【第二章】狂気の王と永遠の愛(接吻)を

突如やってきた異変

 初代王が現れてから日は流れ――。
 異変は突如やってきた。

 悠久の国において第二位の地位を持つ、現悠久の王キュリオの愛娘のアオイは三歳になろうとしていた。

 キュリオの溺れるほどの愛を全身に受けながら健やかに育ったアオイは、心優しく誰からも愛し、愛されるまさに天使のような存在になっていた。

 この日もアレスやカイと仲良く遊んでいたアオイの姿を優しく見守るキュリオがいる。

「あまり遠くへは行かないように。わかったね?」

 アオイの大きな瞳に宿る輝きは、これから兄と妹のように育ったふたりの少年と出発する小さな冒険に向けられた大きな期待によるものであることをキュリオは理解していた。

「はいっ!」

「はい!!」

「あいっ」

「行きましょう! アオイ姫様!」

「うんっ」

 両手をアレスとカイに引かれ、弾けるような満面の笑みで駆けていくアオイ。
 最近では服の好みも出てきたようで、彼女はよく膝丈のワンピースを好んで着ているようだ。
 もうキュリオの腕の中で一日を過ごしていた彼女の姿はなく、日の光の下で元気に駆け回るアオイは年頃の子供たちとなんら変わらぬ日常を送っていた。

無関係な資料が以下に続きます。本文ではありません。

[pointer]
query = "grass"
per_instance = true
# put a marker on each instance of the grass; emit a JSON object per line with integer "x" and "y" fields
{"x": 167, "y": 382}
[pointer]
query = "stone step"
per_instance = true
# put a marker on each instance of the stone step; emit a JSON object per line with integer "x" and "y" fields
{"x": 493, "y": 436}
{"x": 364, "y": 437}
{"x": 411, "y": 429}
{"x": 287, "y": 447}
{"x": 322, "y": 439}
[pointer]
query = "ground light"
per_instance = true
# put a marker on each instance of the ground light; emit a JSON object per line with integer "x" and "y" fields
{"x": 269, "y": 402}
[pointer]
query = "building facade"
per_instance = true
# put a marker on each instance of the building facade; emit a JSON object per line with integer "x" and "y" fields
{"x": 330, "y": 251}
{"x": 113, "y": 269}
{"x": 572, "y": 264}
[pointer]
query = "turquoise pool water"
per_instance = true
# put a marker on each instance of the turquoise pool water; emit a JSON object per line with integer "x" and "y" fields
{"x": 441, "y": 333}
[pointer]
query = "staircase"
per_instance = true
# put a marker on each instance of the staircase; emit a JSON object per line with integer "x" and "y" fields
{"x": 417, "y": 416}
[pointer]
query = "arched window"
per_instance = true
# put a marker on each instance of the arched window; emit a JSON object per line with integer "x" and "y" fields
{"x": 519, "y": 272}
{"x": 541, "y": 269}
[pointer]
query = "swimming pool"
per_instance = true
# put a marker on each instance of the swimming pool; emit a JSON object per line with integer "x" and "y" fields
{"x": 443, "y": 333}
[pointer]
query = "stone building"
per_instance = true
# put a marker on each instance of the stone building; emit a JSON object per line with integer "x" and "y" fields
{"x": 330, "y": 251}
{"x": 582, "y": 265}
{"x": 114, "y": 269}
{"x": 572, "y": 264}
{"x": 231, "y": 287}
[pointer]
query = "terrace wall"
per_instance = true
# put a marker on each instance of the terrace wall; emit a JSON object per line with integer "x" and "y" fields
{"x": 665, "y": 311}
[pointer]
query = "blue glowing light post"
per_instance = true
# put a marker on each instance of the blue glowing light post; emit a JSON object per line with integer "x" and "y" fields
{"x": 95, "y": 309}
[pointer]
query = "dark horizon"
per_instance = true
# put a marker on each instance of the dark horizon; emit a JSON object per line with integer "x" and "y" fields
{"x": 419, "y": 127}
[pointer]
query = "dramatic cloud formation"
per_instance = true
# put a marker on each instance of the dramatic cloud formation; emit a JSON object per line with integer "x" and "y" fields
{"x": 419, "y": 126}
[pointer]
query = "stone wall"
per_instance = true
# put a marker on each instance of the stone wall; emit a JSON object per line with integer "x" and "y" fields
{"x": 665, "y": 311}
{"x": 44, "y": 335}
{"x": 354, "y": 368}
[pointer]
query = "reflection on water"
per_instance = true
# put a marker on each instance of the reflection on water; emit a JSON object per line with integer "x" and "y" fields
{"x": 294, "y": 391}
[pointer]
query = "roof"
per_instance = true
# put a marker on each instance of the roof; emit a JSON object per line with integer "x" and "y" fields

「ふふっ、子供の成長は早いな。瞬きをするたびに大きくなっている気がするよ」

(つい先日まではこの腕の中に居たというのに)

 アオイの健やかな成長を喜びながらも、寂しさが拭えないキュリオは静かに目を閉じると執務室へと続く廊下を歩きはじめた。

「キュリオ様、お待ちしておりました。今日の執務もなかなかの量ですじゃ!」

「ああ、ガーラント。子供は遊ぶのが仕事だが、私たちには私たちのやるべきことがある」

「そういえば……キュリオ様のお子様時代のお話を伺ったことがありませんでしたな!」

 書類の山から顔を覗かせたガーラントが好奇心の塊を全面に押し出しながら身を乗り出してくる。

「そうだな。この仕事が片付いたらすこし話をしようか」

 五百年以上を生きるキュリオの幼少期時代を知る人物は、もうこの世にはいない。
 そして当の本人でさえ忘れてしまうほどに遠い過去だが、決して忘れていないのは、<先代王>との記憶が深く結びついているからだ。

 瞼を閉じれば鮮明な彼の姿を今でも思い描ける。
 キュリオが唯一無二の敬愛する偉大な<先代王>の名はセシエル。誰よりも気高く美しい、瞳に若葉の色を宿した王だった。